Here are the hidden costs to consider when deciding to buy for short-term value or evaluating the profit you’ll make on a potential sale.
The Math Is Much Tricker Than Sale Price Minus Purchase Price
While it’s possible to earn a decent return on a primary home, it probably won’t result in the ROI you imagine. Often, you have to stick around a long time before the investment begins to pay off.
While home prices have been surging lately, a look at the Case-Shiller U.S. National Home Price Index over the last 20 years shows prices increased just 3.8% on average. That’s not much over the rate of inflation, which was 2% annually for that same period.
Add in maintenance costs, insurance and property taxes, and you’re lucky if you break even, according to Joseph Hogue, a certified financial analyst and founder of My Stock Market Basics and the Let’s Talk Money channel on YouTube.
At best, a home is a forced savings account, he said. That’s because you’re paying into an asset that you can later sell. “It’s fine for those that can’t seem to budget for saving if they aren’t paying a mortgage, but the returns lag other investments significantly over the long-run.”
Let’s take a closer look at the numbers.
Say that today, you buy a home for $250,000. You contribute a 20% down payment ($50,000) and finance the remaining $200,000 with a 30-year fixed rate loan at 4% interest. You also have to pay closing costs of $4,000, which you roll into the loan balance.
As of 2020, the average homeowner holds on to their property for eight years. So let’s say you do the same. As mentioned above, home values tend to appreciate with the pace of inflation. But let’s be a little more generous and assume your home appreciated 5% a year.
At this point, your home would be worth $369,364 when you sell it in 2029. That’s a gain of $119,364. Not bad, right?
Except that’s not pure profit. Consider these costs associated with owning a home:
Since you had to take out a loan to buy your home, you’ll be paying interest on it, including the $4,000 in closing costs you rolled into the principal. After eight years at 4%, you will have spent about $60,877 in interest charges.
Previously, a big incentive to buy a home was the ability to write off the mortgage interest on your taxes. However, thanks to the Tax Cuts and Jobs Act that went into effect in 2018, only 13.7% of people now qualify to itemize their taxes. The rest will take the standard deduction, making this potential savings opportunity irrelevant for most homeowners.
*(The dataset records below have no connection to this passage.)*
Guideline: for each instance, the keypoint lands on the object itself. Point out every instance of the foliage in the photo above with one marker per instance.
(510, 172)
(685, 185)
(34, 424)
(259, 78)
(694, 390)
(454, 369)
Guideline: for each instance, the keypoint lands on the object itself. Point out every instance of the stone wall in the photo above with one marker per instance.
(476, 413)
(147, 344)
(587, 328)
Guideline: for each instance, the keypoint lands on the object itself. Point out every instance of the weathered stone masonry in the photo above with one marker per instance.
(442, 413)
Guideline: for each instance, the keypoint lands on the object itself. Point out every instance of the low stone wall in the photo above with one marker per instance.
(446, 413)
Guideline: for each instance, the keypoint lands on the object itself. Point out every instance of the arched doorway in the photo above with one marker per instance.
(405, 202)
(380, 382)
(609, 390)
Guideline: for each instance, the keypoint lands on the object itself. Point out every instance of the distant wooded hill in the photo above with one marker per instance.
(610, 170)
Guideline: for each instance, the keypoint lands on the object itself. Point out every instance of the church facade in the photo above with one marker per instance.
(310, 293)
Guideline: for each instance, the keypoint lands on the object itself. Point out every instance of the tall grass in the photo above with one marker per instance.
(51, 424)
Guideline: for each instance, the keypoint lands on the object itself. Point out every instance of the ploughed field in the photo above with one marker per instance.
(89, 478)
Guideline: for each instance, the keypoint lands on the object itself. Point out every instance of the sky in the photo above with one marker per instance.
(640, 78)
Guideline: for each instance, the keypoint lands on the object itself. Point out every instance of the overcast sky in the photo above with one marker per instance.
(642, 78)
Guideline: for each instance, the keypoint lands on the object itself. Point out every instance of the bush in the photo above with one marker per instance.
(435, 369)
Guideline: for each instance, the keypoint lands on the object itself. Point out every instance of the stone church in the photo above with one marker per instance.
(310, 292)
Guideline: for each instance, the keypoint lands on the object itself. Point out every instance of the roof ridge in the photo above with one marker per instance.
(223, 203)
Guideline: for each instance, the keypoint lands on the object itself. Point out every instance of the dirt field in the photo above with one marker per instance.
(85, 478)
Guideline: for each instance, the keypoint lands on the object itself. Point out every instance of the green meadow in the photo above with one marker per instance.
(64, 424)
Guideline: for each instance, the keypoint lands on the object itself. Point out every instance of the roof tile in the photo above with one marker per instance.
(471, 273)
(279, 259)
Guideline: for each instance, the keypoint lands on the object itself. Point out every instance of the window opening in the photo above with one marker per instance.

Homeowners are also responsible for the upkeep of their properties. There’s no landlord to call when the roof leaks or the water heater needs to be replaced ― that’s on you. In fact, homeowners should budget about 1% of the home’s purchase price for maintenance each year. For our $250,000 example, that means $20,000 in home repair costs at the end of eight years.
You are also required to purchase insurance for your property. The average premium is $1,477, based on a home with a dwelling coverage amount of $250,000, according to 2020 data. Multiply that by eight years and you have another $11,816 in added costs.
Finally, one of the major expenses that homeowners can expect to face each year is property taxes. Your home’s value is used to calculate property taxes, which are assessed each year, though the actual rate you pay will depend on where you’re located. Nationwide, the effective property tax rate is 1.1% of the average home value. For simplicity’s sake, we’ll estimate your taxes based on the original purchase price without factoring in appreciation, which means you can add another $22,000 to the cost of owning your home over eight years.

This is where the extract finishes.